“Vatandaşın cebine dokunan bir bütçe değil”
Hazine’nin bütçe öngörülerinin ve vergi politikalarının milyonlarca ailenin yaşamını doğrudan etkilediğini belirten Orhan Sümer, “Fiyatlar millet için hayatı çekilmez hale geldi. Hazine’nin öngörüleri kâğıt üzerinde tutuyor olabilir ama mutfakta yangın var.” ifadelerini kullandı.
Yıllık enflasyonun TÜİK verilerine göre bile yüzde 30’ların üzerinde seyrettiğini hatırlatan Sümer, “Merkez Bankası faizi ayarlıyor ama yapısal dönüşüm yok. Kısmi faiz düzeltmeleriyle ekonomi toparlanmaz.

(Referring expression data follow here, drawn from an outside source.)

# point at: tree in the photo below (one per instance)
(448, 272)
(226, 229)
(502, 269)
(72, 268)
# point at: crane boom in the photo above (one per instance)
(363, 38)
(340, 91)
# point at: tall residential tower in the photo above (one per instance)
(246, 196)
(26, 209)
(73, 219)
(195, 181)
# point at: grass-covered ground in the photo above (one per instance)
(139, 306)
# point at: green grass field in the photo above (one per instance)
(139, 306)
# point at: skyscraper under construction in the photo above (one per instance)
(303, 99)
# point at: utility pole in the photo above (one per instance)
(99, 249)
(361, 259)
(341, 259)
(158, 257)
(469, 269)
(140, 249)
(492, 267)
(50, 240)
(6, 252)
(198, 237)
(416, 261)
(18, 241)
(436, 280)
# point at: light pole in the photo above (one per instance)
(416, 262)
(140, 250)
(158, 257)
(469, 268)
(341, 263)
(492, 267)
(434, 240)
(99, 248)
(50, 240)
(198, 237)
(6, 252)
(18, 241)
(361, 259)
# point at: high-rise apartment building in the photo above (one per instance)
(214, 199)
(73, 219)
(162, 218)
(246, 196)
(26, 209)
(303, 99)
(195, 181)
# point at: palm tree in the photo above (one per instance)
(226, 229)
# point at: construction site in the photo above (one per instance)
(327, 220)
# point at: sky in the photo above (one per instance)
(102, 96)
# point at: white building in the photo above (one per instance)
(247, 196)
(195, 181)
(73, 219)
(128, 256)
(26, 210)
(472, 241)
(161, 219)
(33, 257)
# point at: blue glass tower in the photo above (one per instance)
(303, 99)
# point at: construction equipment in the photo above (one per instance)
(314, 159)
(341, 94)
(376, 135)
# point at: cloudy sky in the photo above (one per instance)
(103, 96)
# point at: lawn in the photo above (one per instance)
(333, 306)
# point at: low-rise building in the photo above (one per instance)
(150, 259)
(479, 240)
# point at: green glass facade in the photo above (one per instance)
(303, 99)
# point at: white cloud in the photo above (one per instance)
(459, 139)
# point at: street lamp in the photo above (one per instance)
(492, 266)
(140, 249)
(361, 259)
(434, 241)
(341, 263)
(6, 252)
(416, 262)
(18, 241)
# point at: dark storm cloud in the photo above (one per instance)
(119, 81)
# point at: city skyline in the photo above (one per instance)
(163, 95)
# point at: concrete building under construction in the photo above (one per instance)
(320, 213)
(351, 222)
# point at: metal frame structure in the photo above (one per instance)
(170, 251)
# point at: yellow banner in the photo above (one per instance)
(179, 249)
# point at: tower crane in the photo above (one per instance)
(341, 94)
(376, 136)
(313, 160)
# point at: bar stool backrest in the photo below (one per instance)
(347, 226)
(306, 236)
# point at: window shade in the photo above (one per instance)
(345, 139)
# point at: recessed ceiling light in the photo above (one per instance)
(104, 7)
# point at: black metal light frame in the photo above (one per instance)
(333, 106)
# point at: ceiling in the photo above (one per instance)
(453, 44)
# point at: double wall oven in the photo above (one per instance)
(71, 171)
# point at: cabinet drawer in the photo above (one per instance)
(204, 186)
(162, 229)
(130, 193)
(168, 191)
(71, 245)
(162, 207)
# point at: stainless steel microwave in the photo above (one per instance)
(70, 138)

Faiz, vergi ve bütçe yönetimi arasındaki uyumsuzluk piyasada büyük belirsizlik yaratıyor.” diyerek eleştirilerini sürdürdü.
“Tasarruf söylemi sarayın lüks harcamalarıyla çelişiyor”

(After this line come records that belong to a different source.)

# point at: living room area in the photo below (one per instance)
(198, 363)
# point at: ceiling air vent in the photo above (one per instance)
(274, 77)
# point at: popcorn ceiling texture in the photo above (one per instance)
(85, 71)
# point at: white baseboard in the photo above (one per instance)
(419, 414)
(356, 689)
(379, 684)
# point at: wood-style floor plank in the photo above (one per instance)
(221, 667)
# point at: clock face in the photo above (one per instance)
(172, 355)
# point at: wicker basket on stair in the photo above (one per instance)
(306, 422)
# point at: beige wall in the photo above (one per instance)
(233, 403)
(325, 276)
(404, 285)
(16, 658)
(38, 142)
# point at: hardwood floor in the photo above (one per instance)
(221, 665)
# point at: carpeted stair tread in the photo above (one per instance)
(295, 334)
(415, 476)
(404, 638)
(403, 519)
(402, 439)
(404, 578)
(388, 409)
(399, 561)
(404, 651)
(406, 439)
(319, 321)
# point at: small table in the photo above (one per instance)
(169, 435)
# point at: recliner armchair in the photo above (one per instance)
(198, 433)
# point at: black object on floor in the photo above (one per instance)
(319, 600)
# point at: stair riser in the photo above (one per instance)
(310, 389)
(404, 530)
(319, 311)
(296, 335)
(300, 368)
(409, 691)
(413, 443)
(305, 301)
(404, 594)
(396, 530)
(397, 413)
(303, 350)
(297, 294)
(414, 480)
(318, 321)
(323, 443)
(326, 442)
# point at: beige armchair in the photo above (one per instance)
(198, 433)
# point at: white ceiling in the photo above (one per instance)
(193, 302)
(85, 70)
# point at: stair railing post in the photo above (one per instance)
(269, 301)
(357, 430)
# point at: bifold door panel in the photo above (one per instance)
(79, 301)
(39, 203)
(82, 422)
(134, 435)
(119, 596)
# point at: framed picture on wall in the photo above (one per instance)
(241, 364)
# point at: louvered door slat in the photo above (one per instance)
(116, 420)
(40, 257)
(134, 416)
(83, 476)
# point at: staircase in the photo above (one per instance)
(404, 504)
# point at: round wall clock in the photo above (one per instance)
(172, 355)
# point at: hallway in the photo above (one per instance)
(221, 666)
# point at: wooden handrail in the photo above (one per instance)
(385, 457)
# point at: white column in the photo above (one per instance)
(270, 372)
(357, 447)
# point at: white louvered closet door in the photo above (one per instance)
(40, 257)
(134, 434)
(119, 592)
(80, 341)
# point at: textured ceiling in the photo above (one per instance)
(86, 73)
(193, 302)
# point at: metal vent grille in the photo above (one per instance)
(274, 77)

Orhan Sümer, hükümetin tasarruf çağrılarının inandırıcı olmadığını savunarak, “Tüm Bakanların koruma orduları, makam araçları, özel kalem bütçeleri ortadayken ‘tasarruf’ söylemi inandırıcı değildir. İktidara gelince lüküs hayat, vatandaşa gelince bayat ekmeğe sabır… Bu kabul edilemez.” ifadelerini kullandı.
Sümer ayrıca, kamu kurumlarının araç kiralama, temsil-ağırlama, danışmanlık ve bina giderlerindeki artışa dikkat çekerek, “Bu harcamaların toplam tutarını açıklayın.” çağrısında bulundu.

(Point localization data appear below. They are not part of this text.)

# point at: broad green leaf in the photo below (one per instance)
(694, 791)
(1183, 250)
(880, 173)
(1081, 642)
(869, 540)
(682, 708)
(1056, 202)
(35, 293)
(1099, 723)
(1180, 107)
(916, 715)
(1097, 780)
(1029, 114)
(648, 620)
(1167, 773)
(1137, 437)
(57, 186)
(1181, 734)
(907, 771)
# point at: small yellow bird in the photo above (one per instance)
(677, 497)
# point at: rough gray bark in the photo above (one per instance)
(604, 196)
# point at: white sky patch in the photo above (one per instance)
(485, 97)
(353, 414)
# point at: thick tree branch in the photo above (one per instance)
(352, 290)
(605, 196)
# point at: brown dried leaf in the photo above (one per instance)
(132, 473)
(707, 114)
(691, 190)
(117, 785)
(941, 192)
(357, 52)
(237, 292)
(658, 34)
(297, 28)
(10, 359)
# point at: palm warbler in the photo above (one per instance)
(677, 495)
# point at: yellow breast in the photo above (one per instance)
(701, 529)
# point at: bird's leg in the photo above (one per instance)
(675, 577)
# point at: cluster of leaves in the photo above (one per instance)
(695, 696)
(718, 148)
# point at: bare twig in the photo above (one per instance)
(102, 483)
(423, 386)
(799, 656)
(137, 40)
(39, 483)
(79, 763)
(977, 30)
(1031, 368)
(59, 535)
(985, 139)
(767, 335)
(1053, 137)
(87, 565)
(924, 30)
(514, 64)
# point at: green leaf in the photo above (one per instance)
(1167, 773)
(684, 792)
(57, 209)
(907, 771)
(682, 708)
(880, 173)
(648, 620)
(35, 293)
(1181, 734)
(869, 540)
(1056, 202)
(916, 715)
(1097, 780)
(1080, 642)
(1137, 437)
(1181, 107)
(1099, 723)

“1 liranın üretim maliyeti 4,5 lira: İşte bütçenin özeti”
CHP’li Sümer, bütçedeki dengesizlikleri vurgulamak için sembolik hale gelen madeni para örneğini yeniden gündeme taşıdı:
“2023’te 2 kilo madeni para hurdacıda 242 liraydı, bugün 380 lira ediyor. 1 liranın üretim maliyeti 4,5 liraya çıktı. Vergi yükü büyürken sosyal denge yok sayılıyor. Kaynaklar üretime değil, gösterişe gidiyor. Ekonomiyi hurdaya çıkaran bu yönetim anlayışı değişmeden, hiçbir bütçe vatandaşa nefes olamaz. Ekonomiyi de, adaleti de, gelir dağılımını da hurdaya çıkardınız.” dedi.